Pai’s dissent, deriding the order as a “serious mistake,” warned that the commission lacks the resources to review the rates of prison phone call providers and sort out legitimate costs from illegitimate costs in each of the thousands of correctional institutions in America. “I do not believe that it is within the commission’s competence to micromanage the prices of inmate calling services,” he said (http://bit.ly/16fIqYn). Smith agreed the “administrative burden” is far too high. “The FCC isn’t geared up to deal with anything like that,” he said.
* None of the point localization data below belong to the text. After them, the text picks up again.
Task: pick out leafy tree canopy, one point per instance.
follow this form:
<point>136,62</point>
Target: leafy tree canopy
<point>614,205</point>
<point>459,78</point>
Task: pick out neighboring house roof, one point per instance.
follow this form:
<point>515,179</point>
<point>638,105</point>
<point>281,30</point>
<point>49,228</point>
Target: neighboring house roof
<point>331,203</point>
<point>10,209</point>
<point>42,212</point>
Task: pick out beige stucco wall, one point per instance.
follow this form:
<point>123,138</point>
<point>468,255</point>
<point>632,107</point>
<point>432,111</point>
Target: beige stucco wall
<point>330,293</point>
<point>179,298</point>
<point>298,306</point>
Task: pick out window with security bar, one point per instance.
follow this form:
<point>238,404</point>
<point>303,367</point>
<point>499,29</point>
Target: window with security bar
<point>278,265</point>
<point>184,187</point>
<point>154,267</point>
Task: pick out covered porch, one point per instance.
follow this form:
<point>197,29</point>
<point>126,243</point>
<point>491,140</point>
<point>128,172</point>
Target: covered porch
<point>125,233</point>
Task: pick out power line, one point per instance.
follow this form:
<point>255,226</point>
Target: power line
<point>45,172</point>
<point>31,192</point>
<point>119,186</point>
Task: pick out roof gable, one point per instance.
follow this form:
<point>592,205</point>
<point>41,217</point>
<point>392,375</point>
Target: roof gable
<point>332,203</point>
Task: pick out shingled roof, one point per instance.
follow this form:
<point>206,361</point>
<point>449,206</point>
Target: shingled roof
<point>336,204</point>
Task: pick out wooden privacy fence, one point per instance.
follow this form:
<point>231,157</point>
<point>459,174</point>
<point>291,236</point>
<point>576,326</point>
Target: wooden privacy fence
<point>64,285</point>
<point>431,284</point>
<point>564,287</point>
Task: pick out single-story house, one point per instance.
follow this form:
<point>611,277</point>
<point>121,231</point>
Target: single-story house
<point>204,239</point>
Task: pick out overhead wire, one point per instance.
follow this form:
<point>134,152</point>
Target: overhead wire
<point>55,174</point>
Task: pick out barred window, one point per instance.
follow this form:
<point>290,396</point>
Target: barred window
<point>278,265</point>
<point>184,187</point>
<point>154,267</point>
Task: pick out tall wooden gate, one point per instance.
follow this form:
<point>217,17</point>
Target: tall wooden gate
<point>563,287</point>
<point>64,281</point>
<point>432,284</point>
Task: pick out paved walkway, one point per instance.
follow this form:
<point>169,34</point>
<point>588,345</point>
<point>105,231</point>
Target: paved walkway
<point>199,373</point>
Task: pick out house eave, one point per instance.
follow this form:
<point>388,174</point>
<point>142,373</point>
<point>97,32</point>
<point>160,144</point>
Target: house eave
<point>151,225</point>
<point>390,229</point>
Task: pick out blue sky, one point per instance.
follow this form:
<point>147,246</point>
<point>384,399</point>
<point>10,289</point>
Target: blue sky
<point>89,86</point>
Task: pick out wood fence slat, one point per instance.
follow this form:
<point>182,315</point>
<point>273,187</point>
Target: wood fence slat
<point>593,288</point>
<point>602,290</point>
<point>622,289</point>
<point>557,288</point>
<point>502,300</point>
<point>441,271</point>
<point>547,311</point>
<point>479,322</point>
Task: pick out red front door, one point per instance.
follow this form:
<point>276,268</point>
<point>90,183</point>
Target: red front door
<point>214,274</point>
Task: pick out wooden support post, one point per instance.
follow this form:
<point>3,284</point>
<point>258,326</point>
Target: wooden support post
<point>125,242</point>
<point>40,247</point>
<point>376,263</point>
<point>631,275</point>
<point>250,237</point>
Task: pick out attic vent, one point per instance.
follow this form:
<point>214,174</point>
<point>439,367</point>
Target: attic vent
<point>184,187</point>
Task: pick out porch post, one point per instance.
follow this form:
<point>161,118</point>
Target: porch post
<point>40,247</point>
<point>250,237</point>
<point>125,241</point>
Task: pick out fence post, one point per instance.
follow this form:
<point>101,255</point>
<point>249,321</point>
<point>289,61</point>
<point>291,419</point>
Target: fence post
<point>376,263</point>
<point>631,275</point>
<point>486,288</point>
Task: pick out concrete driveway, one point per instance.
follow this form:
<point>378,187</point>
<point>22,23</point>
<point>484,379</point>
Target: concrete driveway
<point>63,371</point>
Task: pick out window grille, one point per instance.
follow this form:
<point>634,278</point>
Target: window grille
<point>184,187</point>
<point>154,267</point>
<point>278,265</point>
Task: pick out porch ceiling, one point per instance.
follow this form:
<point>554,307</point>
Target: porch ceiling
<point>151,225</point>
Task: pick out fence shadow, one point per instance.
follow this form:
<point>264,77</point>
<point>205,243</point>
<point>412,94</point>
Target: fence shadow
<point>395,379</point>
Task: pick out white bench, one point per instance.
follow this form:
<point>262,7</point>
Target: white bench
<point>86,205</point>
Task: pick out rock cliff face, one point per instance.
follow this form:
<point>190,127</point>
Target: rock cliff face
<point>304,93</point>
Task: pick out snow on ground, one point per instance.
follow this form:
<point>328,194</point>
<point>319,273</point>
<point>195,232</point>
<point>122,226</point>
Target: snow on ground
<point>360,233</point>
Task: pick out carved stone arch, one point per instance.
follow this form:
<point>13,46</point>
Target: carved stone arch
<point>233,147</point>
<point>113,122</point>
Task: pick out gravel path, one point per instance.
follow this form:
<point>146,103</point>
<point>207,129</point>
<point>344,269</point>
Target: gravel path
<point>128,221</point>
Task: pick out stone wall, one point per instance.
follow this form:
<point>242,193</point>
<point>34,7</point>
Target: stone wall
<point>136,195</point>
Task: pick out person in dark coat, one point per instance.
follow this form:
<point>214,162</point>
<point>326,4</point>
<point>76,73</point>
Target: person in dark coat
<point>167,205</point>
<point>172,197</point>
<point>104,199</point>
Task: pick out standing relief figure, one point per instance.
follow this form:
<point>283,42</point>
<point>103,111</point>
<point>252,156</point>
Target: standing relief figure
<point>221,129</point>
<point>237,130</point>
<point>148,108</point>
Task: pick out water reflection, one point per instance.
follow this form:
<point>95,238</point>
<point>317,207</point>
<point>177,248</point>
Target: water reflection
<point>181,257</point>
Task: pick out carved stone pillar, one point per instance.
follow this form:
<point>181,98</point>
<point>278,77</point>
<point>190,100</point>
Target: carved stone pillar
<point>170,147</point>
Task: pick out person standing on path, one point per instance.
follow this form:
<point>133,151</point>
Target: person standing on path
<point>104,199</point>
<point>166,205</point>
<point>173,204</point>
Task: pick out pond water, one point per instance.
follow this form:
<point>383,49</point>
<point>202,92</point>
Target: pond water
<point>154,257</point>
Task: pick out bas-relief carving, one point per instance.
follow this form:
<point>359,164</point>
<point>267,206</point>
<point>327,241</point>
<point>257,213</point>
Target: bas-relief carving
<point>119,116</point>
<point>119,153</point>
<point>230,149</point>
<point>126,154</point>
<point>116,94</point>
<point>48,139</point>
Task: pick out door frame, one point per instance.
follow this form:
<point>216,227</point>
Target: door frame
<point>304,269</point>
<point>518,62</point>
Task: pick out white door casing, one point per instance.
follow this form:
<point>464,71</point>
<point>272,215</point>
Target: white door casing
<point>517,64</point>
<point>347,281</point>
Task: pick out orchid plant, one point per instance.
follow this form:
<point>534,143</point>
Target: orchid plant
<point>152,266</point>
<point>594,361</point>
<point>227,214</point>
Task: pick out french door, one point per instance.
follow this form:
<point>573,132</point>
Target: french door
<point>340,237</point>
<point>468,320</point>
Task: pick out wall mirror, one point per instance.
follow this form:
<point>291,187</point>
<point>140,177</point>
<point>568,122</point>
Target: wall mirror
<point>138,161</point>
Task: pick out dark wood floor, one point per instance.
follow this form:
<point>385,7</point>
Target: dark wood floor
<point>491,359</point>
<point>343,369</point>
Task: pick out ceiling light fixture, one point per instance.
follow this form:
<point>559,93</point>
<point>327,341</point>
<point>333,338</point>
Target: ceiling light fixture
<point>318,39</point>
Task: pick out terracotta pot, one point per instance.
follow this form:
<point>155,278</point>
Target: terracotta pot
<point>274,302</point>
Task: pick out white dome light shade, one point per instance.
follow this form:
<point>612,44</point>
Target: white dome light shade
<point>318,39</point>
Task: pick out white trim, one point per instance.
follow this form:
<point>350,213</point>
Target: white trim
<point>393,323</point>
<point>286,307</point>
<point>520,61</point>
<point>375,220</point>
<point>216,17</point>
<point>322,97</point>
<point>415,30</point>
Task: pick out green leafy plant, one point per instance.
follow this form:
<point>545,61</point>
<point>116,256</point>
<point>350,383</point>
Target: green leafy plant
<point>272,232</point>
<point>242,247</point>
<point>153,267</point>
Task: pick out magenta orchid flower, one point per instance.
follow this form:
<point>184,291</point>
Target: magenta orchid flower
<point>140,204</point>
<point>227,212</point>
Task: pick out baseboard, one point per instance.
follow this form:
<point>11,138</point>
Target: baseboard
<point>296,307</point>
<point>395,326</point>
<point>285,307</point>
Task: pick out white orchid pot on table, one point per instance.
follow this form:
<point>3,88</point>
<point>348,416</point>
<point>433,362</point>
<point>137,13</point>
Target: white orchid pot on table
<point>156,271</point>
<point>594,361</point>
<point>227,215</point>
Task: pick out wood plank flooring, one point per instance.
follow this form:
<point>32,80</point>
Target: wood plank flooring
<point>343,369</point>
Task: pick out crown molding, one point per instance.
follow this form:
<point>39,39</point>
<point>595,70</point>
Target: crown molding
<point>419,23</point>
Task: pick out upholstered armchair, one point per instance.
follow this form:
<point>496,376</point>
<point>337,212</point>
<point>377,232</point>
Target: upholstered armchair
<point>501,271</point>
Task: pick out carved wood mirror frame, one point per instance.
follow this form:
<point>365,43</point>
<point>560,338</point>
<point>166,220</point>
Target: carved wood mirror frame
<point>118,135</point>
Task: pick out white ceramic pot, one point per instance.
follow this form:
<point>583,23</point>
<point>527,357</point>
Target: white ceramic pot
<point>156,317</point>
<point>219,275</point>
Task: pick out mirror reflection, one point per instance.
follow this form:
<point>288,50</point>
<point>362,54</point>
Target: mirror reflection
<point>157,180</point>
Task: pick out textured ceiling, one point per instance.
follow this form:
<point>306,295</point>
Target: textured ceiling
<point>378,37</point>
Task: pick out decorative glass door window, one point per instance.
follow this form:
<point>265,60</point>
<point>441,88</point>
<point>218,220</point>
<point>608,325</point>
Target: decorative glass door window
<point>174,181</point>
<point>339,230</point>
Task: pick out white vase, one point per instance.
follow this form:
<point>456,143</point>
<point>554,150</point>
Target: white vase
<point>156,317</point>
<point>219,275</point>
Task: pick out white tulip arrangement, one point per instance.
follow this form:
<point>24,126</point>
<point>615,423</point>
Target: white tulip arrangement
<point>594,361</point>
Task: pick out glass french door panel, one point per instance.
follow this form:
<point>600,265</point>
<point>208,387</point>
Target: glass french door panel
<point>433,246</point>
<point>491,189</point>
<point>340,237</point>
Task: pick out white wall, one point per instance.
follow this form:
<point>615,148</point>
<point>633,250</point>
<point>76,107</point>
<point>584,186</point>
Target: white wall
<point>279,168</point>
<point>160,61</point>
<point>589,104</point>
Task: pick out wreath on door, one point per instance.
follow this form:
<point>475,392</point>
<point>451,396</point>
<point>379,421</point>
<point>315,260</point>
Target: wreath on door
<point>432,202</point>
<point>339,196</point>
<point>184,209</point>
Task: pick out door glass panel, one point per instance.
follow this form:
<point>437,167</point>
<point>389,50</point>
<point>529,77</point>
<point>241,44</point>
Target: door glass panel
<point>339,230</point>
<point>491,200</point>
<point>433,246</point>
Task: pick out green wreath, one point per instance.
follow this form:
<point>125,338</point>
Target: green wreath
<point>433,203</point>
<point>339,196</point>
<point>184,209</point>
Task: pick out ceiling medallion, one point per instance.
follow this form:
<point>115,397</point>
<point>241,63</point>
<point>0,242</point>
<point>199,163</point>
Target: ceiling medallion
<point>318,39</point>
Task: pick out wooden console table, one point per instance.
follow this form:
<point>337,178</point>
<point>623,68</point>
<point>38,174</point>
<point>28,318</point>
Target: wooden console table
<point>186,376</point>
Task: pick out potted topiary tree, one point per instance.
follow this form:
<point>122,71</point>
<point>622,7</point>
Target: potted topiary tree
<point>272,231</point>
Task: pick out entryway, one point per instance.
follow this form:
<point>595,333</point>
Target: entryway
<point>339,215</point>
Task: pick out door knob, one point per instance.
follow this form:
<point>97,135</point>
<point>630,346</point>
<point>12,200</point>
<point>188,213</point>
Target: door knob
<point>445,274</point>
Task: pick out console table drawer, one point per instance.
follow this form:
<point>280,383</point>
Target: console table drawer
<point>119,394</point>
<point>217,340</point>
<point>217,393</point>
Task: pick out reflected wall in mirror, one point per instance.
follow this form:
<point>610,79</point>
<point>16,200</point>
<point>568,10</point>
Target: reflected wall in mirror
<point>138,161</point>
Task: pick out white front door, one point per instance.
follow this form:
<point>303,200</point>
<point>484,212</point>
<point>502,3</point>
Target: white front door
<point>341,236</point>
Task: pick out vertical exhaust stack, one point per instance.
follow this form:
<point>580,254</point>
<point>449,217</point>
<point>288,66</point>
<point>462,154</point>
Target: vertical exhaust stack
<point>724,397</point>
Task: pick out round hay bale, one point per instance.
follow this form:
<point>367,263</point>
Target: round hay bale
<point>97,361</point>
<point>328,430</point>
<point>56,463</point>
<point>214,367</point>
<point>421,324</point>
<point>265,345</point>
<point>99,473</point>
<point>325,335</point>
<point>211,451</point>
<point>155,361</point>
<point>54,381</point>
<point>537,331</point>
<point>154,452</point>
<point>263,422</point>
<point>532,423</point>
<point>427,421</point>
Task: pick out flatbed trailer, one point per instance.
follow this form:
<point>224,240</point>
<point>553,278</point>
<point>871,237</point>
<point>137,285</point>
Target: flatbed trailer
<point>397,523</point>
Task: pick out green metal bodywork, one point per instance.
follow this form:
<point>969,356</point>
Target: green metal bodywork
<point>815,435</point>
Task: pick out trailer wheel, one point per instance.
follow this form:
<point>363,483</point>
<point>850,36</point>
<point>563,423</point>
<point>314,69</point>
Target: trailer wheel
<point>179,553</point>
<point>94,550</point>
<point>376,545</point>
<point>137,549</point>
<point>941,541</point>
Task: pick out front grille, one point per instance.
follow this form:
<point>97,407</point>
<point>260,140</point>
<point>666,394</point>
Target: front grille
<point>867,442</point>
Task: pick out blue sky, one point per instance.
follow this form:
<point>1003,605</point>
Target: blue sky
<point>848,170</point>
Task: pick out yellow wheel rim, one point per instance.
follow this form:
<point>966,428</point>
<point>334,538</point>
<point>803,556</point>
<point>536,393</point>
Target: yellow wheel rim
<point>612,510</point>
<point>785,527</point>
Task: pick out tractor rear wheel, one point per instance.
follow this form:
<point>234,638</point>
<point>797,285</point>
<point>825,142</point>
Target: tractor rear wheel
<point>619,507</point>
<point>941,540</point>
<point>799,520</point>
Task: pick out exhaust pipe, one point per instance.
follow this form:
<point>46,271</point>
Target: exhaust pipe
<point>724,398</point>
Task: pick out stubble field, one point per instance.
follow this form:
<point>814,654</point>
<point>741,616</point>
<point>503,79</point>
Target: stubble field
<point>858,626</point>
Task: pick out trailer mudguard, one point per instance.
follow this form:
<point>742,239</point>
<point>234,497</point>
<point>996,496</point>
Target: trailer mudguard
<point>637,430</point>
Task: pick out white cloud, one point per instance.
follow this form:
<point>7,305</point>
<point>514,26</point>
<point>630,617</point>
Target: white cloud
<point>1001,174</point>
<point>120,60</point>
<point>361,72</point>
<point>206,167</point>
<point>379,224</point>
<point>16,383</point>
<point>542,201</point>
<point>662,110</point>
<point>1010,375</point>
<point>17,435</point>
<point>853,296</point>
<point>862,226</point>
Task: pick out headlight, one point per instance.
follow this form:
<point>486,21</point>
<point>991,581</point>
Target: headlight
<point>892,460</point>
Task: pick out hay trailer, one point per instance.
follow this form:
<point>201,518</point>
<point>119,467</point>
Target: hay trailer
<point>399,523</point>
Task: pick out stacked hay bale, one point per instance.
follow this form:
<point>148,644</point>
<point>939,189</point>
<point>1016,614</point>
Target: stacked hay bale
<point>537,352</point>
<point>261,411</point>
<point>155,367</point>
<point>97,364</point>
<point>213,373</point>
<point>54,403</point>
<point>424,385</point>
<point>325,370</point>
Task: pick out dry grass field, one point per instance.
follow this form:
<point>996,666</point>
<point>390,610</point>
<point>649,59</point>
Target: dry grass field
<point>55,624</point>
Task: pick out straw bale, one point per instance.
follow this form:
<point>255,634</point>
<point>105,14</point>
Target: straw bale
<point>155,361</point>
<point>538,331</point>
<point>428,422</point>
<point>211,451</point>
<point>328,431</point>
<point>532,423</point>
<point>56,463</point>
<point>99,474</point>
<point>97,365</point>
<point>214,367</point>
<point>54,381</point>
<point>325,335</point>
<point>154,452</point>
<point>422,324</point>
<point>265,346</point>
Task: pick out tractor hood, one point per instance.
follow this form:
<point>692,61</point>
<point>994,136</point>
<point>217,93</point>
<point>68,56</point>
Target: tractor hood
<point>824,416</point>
It took the commission 10 years to craft rules in response to the original Wright petition, Smith said. For the FCC to get involved in prison contracts, it would have to act a lot faster than that. “Competition marches on,” he said. “We bid on multiple contracts every single day.” In a competitive environment where a single request for proposal might need to put rates filed by 10 different competitors in one contract, when would FCC approval be required? he asked. How would that work with the 30- or 60-day implementation requirements in some facilities? he asked. The FCC would have to act far more quickly than it has proven capable of, he said. “You clearly can’t justify having the FCC dealing with thousands of petitions on rates."
Delay doesn’t just cause uncertainty within industry. Delay on the federal level could be causing delay on the state level as well, said Bonita Tenneriello, an attorney with Prisoners’ Legal Services of Massachusetts. The organization asked the Massachusetts Department of Telecommunications and Cable in 2009 to set just and reasonable rates on intrastate calls. The petition was docketed in late 2011, all the briefs are in, and there was a public hearing in 2012. Tenneriello said she suspects the state is “waiting for leadership from the FCC.” Tenneriello was planning to submit the FCC’s order to the state commission for it to draw upon, she said. “We felt the FCC’s ruling would really support our regulator, looking very seriously at this as a standard for intrastate rates.”
But it’s been too long, said Tenneriello. “We see no reason for our state regulator to wait for the FCC. ... They don’t need to see the fine print to know that consumers shouldn’t be paying site commissions, shouldn’t be paying to cover the costs of running prisons.” Look at ancillary fees, like the $9 needed to add money to a prepaid calling card to place a call from jail, she said. “They don’t need the FCC to tell them this is wrong.”